In connection with the last point, it must be clarified that falling inflation DOES appear to penalise borrowers, many of whom are investors and to reward savers (since inflation appear to the latter as the cost of holding money) but here again the proxy is mistaken for the actual. It is deteriorating credit conditions which, by failing to synch the borrowing rate with the inflation rate,are really to blame.

And here, we must admit that insofar as human perception is involved in the delicate balancing act between money supply and productive output, the outcomes should best be arrayed in ranges. In that sense, growth may temporarily induce inflationary pressures, but never to such an extent as cannot be reined in by skilled calibration.

The aforementioned party spokesperson’s concern about the quality of inflation measurement data in this country is of course perfectly justified.
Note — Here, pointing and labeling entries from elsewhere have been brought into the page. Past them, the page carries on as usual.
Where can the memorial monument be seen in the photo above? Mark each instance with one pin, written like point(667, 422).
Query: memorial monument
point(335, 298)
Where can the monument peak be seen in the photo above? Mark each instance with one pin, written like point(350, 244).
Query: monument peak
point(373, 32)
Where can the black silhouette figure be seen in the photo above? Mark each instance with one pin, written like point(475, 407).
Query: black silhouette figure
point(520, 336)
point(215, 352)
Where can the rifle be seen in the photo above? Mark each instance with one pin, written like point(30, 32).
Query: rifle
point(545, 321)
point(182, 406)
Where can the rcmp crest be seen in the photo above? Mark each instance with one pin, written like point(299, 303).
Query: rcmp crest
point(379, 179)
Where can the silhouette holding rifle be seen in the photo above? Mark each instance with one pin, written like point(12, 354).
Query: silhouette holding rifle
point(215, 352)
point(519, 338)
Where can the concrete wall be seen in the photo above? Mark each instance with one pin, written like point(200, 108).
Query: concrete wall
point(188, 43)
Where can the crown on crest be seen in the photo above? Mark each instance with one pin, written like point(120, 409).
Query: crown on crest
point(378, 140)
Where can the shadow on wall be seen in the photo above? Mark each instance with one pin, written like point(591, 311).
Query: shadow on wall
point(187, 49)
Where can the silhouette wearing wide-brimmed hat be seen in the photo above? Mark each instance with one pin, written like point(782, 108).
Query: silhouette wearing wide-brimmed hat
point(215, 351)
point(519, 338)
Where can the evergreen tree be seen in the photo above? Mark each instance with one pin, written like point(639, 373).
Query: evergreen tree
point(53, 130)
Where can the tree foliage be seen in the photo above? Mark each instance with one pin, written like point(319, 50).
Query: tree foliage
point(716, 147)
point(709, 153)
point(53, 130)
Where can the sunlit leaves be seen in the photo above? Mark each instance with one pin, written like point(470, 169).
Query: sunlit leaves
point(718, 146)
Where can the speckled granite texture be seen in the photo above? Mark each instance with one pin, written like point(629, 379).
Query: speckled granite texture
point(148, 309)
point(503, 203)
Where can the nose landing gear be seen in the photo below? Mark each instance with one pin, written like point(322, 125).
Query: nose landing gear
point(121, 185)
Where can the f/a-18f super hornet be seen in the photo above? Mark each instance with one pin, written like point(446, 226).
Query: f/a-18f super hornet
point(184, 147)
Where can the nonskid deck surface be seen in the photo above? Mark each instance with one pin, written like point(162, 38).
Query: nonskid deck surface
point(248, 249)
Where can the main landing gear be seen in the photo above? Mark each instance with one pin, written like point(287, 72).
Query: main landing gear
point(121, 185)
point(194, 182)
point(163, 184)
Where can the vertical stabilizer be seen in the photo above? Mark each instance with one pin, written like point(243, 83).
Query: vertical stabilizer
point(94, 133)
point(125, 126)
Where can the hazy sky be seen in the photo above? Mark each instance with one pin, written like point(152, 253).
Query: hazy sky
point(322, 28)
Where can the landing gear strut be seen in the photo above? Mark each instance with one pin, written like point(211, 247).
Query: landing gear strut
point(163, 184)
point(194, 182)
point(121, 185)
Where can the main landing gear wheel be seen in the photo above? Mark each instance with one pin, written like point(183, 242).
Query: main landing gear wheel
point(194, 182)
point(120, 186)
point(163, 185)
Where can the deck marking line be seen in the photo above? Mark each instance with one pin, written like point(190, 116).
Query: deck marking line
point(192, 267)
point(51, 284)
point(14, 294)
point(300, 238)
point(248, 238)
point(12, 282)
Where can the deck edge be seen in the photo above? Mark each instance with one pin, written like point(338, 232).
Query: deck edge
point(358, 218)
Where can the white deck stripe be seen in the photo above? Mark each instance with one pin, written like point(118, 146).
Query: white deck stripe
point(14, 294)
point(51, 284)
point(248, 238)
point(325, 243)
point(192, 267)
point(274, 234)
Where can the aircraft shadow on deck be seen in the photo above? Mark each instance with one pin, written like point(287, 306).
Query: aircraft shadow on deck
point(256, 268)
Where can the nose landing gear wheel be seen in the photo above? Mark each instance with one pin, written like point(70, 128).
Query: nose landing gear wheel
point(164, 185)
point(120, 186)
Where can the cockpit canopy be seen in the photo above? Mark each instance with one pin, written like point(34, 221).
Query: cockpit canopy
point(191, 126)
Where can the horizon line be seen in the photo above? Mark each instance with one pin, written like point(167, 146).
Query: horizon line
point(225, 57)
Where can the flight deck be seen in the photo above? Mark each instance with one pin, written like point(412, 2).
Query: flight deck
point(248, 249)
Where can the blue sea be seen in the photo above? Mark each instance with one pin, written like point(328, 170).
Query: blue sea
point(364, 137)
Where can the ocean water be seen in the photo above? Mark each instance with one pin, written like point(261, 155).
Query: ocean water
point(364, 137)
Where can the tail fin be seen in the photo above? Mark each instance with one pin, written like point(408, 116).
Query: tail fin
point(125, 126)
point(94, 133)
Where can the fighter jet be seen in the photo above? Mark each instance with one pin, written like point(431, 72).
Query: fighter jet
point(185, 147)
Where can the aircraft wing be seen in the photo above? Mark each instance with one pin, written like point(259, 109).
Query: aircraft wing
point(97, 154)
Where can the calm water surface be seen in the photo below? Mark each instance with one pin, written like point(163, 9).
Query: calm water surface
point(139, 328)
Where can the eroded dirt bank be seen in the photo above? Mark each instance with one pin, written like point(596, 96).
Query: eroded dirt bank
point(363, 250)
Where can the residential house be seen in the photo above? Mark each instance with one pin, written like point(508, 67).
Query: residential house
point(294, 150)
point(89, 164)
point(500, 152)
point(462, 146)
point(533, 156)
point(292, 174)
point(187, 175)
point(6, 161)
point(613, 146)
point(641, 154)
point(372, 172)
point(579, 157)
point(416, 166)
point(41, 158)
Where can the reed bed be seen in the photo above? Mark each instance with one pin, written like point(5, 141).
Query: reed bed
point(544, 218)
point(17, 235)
What is suspect is his method for disputing the data.

By all means, we should all treat official economic statistics in this country with some caution.

Successive governments have failed to adequately resource and reform the key institutions in charge of that aspect of our national life.

The Consumer Price Index, which is the technical measurement of inflation, uses weights for the different categories of household expenditure deduced from the 1998/99 household survey, while employing a base year of 2002. Some have suggested using more recent referent points. Our view is that this misses the point.

The critical issue is the inadequacy of ethnographic research in the establishment of sufficiently representative weights for the different categories of items. It is laughable to believe that the “average household” in modern Ghana spends just 0.3% of household income on communications or 1.60% on education (in these days of “extra classes” and “professional qualifications”). So long as the computation of the CPI fails to sufficiently take into account income group differentiation, its sensitivity will remain suspect.

More items (than the current 242) need to be collected for the CPI, from more varied sources, and with greater analytical sensitivity. Furthermore the escalating divergence between the Producers Price Index (inflation as perceived by businesses – PPI) and the CPI (inflation as perceived by consumers) is becoming worrying. PPI is currently believed to hover above 18%.

It is noteworthy that when the International Comparative Program (ICP – an exercise to synch Ghanaian measurement with international practice on a pilot basis) was active in Ghana, strong divergence was noted for many months between ICP and CPI figures, with ICP measurements of inflation exceeding CPI measurements by 20% on certain occasions.

But the fact that we are failing to measure inflation more rigorously does not detract from the significance of the indicator, even if only as a comparative rather than absolute tool in the tracking of trends in the economy from year to year, which is to say the same tools, and presumably their flaws, have been used for guiding policy in this country during successive administrations.  

Most importantly of all, it takes nothing away from government’s prime duty to reduce the rate of inflation. That reality is commonsensical.

Of course, a day may come when we may no longer have to rely so critically on governments to manage this crucial aspect of our economic lives, but that is another discussion entirely.